Operator    | Relocation name | Operation | Inst | Immediate | Check
------------+-----------------+-----------+------+-----------+----------
[implicit]  | LD_PREL_LO19    | S + A - P | ldr  | X[20:2]   | |X|≤2^20
------------+-----------------+-----------+------+-----------+----------
[implicit]  | LD_PREL_LO21    | S + A - P | adr  | X[20:0]   | |X|≤2^20
------------+-----------------+-----------+------+-----------+----------
[implicit]  | LD_PREL_LO21    | S + A - P | adr  | X[20:0]   | |X|≤2^20
------------+-----------------+-----------+------+-----------+----------
:pg_hi21:   | ADR_PREL_PG     | Page(S+A) | adrp | X[31:12]  | |X|≤2^32
            | _HI21           | - Page(P) |      |           |
------------+-----------------+-----------+------+-----------+----------
:pg_hi21_nc:| ADR_PREL_PG     | Page(S+A) | adrp | X[31:12]  | 
            | _HI21_NC        | - Page(P) |      |           |
------------+-----------------+-----------+------+-----------+----------
:lo12:      | ADD_ABS_LO12_NC | S + A     | add  | X[11:0]   | 
------------+-----------------+-----------+------+-----------+----------
:lo12:      | LDST8_ABS_LO12  | S + A     | ld   | X[11:0]   | 
            | _NC             |           | st   |           |
------------+-----------------+-----------+------+-----------+----------
:lo12:      | LDST16_ABS_LO12 | S + A     | ld   | X[11:1]   | 
            | _NC             |           | st   |           |
------------+-----------------+-----------+------+-----------+----------
:lo12:      | LDST32_ABS_LO12 | S + A     | ld   | X[11:2]   | 
            | _NC             |           | st   |           |
------------+-----------------+-----------+------+-----------+----------
:lo12:      | LDST64_ABS_LO12 | S + A     | prfm | X[11:3]   | 
            | _NC             |           |      |           |
------------+-----------------+-----------+------+-----------+----------
:lo12:      | LDST128_ABS     | S + A     | ?    | X[11:4]   | 
            | _LO12_NC        |           |      |           |

The :lo12: change meaning depending on the size of the data the instruction is handling (e.g. ldrb uses LDST8_ABS_LO12_NC, ldrh uses LDST16_ABS_LO12_NC).

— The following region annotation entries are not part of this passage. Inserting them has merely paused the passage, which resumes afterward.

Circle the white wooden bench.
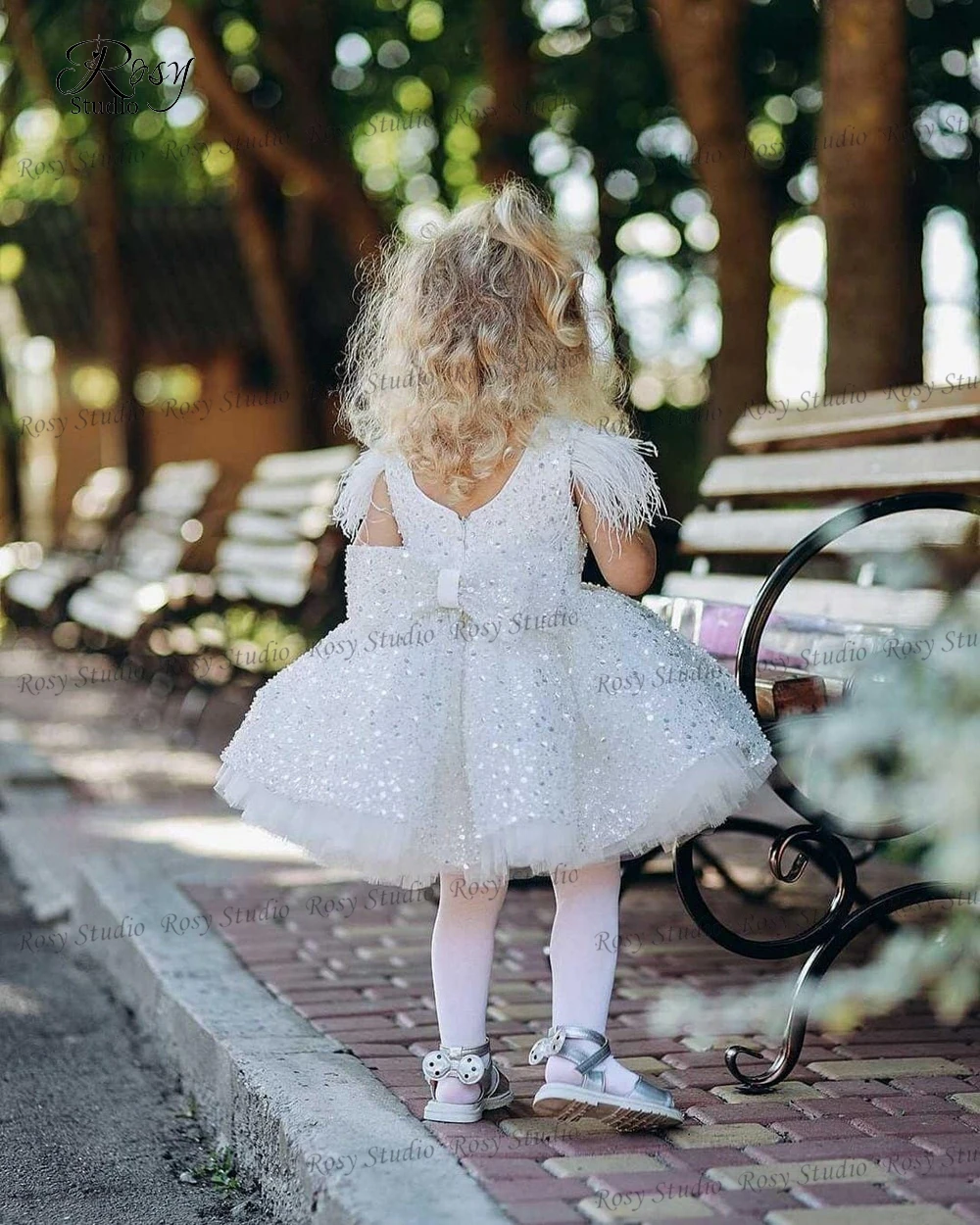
[3,468,131,626]
[645,387,980,713]
[630,387,980,1093]
[67,460,219,650]
[133,446,359,743]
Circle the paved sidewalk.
[186,873,980,1225]
[0,650,980,1225]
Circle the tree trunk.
[480,0,534,182]
[82,0,150,500]
[817,0,925,393]
[167,0,385,264]
[0,363,24,540]
[651,0,773,461]
[233,153,314,447]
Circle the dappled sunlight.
[86,813,313,865]
[0,983,44,1017]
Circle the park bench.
[67,460,219,650]
[3,468,130,626]
[627,387,980,1093]
[131,446,358,740]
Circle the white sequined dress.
[216,416,773,885]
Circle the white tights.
[432,860,637,1102]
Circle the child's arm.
[354,473,402,548]
[574,490,657,598]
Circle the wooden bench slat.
[238,476,338,514]
[253,446,361,484]
[680,504,973,555]
[224,511,302,543]
[701,439,980,499]
[664,571,980,626]
[217,539,317,576]
[729,383,980,451]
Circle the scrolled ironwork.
[674,817,861,960]
[725,881,961,1094]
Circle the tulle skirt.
[216,584,774,887]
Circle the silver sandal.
[528,1025,684,1132]
[421,1039,514,1123]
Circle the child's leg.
[432,872,508,1102]
[545,860,637,1093]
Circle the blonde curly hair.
[341,179,632,501]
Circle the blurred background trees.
[0,0,980,534]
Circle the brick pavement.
[186,877,980,1225]
[0,652,980,1225]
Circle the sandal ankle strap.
[528,1025,612,1077]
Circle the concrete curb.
[74,848,509,1225]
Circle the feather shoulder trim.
[333,447,388,540]
[569,422,666,535]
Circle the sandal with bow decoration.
[528,1025,684,1132]
[421,1039,514,1123]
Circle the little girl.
[217,184,773,1130]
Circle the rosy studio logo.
[54,35,194,116]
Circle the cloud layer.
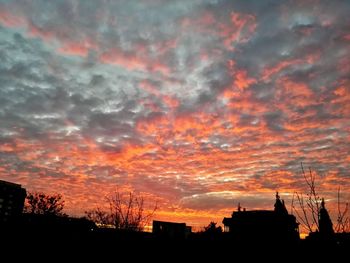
[0,0,350,229]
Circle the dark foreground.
[0,226,350,262]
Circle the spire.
[275,191,288,215]
[318,198,334,235]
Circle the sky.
[0,0,350,231]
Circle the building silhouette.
[152,220,192,239]
[0,180,26,224]
[223,193,299,242]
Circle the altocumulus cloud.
[0,0,350,227]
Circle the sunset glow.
[0,0,350,231]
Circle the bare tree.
[24,192,64,216]
[85,208,113,227]
[335,187,350,233]
[292,163,350,233]
[85,190,157,231]
[291,163,322,232]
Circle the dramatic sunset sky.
[0,0,350,231]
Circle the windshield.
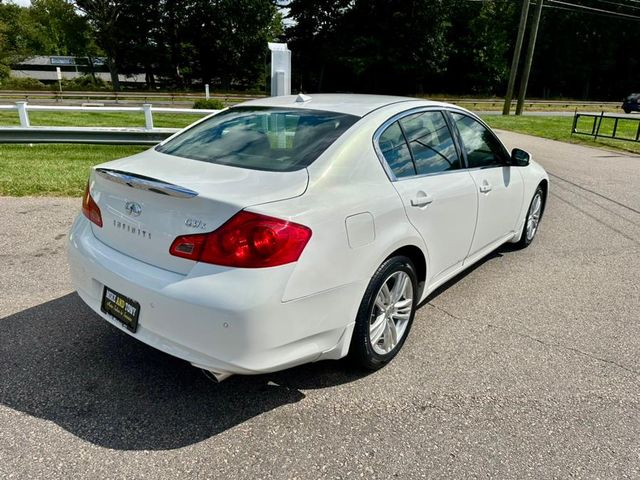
[156,107,359,172]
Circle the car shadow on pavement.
[0,293,363,450]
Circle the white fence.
[0,102,220,144]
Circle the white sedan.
[68,95,549,380]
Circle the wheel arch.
[538,178,549,218]
[385,245,427,298]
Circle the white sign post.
[56,67,62,93]
[268,42,291,97]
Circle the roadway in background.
[0,132,640,479]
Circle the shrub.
[60,75,110,91]
[0,63,11,80]
[193,98,224,110]
[0,77,46,90]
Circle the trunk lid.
[91,150,308,274]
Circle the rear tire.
[516,186,544,248]
[349,256,418,370]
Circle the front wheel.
[517,187,544,248]
[349,256,418,370]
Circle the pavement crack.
[487,323,640,376]
[427,302,465,321]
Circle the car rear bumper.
[68,215,365,374]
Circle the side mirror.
[511,148,531,167]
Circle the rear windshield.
[156,107,359,172]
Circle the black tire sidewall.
[518,187,544,248]
[349,256,418,370]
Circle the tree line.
[0,0,640,99]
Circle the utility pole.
[516,0,544,115]
[502,0,531,115]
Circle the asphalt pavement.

A GOT relative version of these relocations also exists, the assembler will pickup the right one.

Control flow relocations

Operator    | Relocation name | Operation | Inst | Immediate | Check
------------+-----------------+-----------+------+-----------+----------
[implicit]  | TSTBR14         | S + A - P | tbz  | X[15:2]   | |X|≤2^15
            |                 |           | tbnz |           |  
------------+-----------------+-----------+------+-----------+----------
[implicit]  | CONDBR19        | S + A - P | b.*  | X[20:2]   | |X|≤2^20
------------+-----------------+-----------+------+-----------+----------
[implicit]  | JUMP26          | S + A - P | b    | X[27:2]   | |X|≤2^27
------------+-----------------+-----------+------+-----------+----------
[implicit]  | CALL26          | S + A - P | bl   | X[27:2]   | |X|≤2^27
------------+-----------------+-----------+------+-----------+----------

Epilogue

I couldn't find an official documentation.
The tables above have been reconstructed from the GAS test case and the ARM document explaining the type of relocations available for AArch64 compliant ELFs.

The tables doesn't show all the relocations present in the ARM document, as most of them are complementary versions, picked up by the assembler automatically.

A section with examples would be great, but I don't have an ARM GAS.
In the future I may extend this answer to include examples of assembly listings and relocations dumps.